Rescue of neural crest establishment defects, induced upon xPkp3-catenin depletion, through ectopic expression of xETV1.
(A) The indicated morpholinos (20 ng) and mRNAs (0.5 ng) were co-injected into one dorsal blastomere at the four-cell stage with rhodamine dextran as a lineage tracer. After in situ hybridization for neural crest markers, Twist and FoxD3, embryos were imaged. The ectopic expression of ETV1-Myc largely rescued Twist and FoxD3 expression in embryos depleted for Pkp3-catenin (compare right-most images to middle images). (B) Quantification of embryos processed for Twist in situ hybrization, comparing the uninjected side to the injected side, indicated by an asterisk, for reduction in signal. (C) Quantification of embryos processed for FoxD3 in situ hybrization, comparing the uninjected side to the injected side for reduction in signal. P-values indicate statistical significance.
Figure 5.
Pkp3-catenin regulation of ETV1 reporters or target genes.

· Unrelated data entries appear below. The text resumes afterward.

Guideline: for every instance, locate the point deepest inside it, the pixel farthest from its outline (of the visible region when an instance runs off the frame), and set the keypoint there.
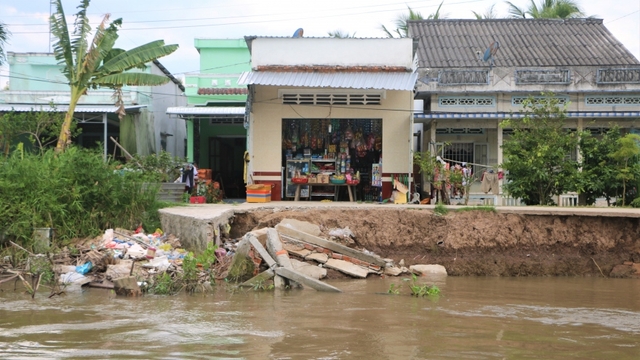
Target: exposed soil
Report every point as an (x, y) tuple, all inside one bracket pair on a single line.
[(478, 242)]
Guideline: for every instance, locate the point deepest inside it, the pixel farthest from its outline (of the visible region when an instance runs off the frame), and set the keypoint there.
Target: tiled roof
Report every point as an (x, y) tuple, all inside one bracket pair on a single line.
[(352, 80), (523, 42), (222, 91)]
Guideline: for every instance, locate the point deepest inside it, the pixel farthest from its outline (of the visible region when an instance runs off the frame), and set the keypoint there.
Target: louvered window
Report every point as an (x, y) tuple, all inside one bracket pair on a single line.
[(331, 99), (466, 101), (612, 100)]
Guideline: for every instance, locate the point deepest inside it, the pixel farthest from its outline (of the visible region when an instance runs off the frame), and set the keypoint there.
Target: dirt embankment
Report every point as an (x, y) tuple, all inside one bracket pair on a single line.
[(479, 242)]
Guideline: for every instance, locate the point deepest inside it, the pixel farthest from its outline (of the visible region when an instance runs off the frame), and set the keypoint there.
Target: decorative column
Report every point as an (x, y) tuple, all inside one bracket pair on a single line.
[(190, 140)]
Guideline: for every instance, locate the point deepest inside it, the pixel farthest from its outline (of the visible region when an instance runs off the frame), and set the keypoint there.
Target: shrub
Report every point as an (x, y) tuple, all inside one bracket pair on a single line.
[(75, 192)]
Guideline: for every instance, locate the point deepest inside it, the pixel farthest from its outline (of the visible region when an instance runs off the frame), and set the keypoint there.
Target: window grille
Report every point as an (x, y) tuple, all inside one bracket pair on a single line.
[(466, 101), (465, 131), (538, 100), (612, 100), (524, 77), (331, 99), (463, 77), (618, 76)]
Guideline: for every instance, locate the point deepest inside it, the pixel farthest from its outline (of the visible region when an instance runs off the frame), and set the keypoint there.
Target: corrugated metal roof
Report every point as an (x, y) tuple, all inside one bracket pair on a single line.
[(206, 110), (380, 80), (64, 108), (501, 115), (453, 43)]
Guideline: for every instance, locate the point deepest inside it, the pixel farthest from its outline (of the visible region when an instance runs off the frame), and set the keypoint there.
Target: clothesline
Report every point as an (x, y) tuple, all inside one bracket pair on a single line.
[(465, 162)]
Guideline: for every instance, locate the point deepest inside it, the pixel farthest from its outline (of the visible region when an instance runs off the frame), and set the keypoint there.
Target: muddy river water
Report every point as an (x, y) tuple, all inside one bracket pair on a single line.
[(474, 318)]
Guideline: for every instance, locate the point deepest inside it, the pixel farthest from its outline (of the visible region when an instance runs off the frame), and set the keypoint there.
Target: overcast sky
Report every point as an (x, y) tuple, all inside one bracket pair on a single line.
[(182, 21)]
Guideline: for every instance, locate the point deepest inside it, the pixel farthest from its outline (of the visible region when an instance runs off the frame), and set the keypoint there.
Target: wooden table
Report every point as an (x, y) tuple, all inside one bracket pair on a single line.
[(349, 189)]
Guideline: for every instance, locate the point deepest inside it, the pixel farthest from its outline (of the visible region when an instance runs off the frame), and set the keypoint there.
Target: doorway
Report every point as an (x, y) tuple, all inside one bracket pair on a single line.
[(227, 164)]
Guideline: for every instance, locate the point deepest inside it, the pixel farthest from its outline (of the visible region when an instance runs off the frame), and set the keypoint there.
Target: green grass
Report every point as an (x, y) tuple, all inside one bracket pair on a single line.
[(478, 208)]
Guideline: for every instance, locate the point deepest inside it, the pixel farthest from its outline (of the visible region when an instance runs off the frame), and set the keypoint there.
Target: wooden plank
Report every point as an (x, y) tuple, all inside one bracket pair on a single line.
[(341, 249), (261, 250), (305, 280), (263, 276)]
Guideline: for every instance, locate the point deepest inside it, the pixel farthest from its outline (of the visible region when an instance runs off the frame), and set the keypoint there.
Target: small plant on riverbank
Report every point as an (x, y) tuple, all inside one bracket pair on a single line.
[(422, 290), (440, 209), (477, 208), (394, 289)]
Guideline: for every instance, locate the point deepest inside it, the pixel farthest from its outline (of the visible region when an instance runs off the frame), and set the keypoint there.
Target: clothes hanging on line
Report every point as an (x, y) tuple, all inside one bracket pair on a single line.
[(490, 183)]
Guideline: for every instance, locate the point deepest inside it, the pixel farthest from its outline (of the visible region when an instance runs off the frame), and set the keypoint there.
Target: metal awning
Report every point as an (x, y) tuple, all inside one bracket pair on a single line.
[(64, 108), (502, 115), (348, 80), (206, 110)]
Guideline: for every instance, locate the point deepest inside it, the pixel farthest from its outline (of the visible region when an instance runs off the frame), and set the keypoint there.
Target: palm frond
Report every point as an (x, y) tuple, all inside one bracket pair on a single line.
[(62, 46), (516, 12), (79, 44), (130, 79), (136, 56), (4, 36)]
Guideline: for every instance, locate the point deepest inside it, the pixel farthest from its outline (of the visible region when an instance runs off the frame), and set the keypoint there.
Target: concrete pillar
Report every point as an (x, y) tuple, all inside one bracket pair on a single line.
[(500, 160), (580, 127), (190, 140)]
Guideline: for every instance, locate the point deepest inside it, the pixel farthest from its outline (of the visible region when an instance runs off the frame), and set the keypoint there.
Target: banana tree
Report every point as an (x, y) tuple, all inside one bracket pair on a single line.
[(90, 65)]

HEK 293T cells were transfected with expression plasmids for Myc-xETV1 or HA-xPkp3 in the indicated combinations. (A) Pkp3’s functional relationship with ETV1 was tested using an established luciferase reporter for Ets family member transcriptional activity harboring a fes gene promoter fragment in triplicate (Fes3xWT-Luc, [57]). Labelled p-values indicate changes that are statistically significant. (B) Pkp3’s functional relationship with ETV1 was tested using a second established ETV1 reporter construct harboring a native matrix metalloproteinase-1 (MMP1) promoter fragment (MMP1-Luc,[48]–[50]). (C) MMP1(−87/−88)-Luc is a negative-control construct containing a non-functional ETV1 consensus binding site. Labelled p-values indicate changes that are statistical significant. Performed in parallel to Figure 4B. (D) To assess Pkp3 and ETV1 activity in a cell-free (in vitro) context, we use the Fes3xWT-Luc reporter and in vitro translated the ETV1 and Pkp3 proteins (TnT Wheat Germ Extract). (E) The indicated morpholinos (40 ng) and mRNAs (0.5 ng) were injected into one-cell (cleavage) stage Xenopus embryos followed by RNA extraction at late neurula stages, DNAse treatment, reverse transcription, and real-time PCR to assess Pkp3- depletion effects upon ETV1 target-gene transcription. The co-injection of ETV1 mRNA with Pkp3 morpholino (MO) significantly rescued the impact of Pkp3-catenin depletion. The ETV1 gene targets assessed are components of the dopamine synthesis and transport pathways and include: DDC = dopa decarboxylase; TH = tyrosine hydroxylase; SLC = solute carrier family 18 member 2; and GCH = GTP cyclohydrolase I. All real-time PCR was repeated more than three times with samples tested in triplicate with similar outcomes. Error bars represent the standard deviation from three independent experiments. Differences between negative control (SC MO+β-gal) and Pkp3 knockdown (Pkp3 MO1+ β-gal) are all statistically significant based on the Student’s T-Test, demonstrating p-values <0.05. Differences between Pkp3 knockdown (Pkp3 MO1+ β-gal) and its rescue with ectopic ETV1 (Pkp3 MO1+ ETV1) are all statistically significant based on the Student’s T-Test, demonstrating p-values <0.05.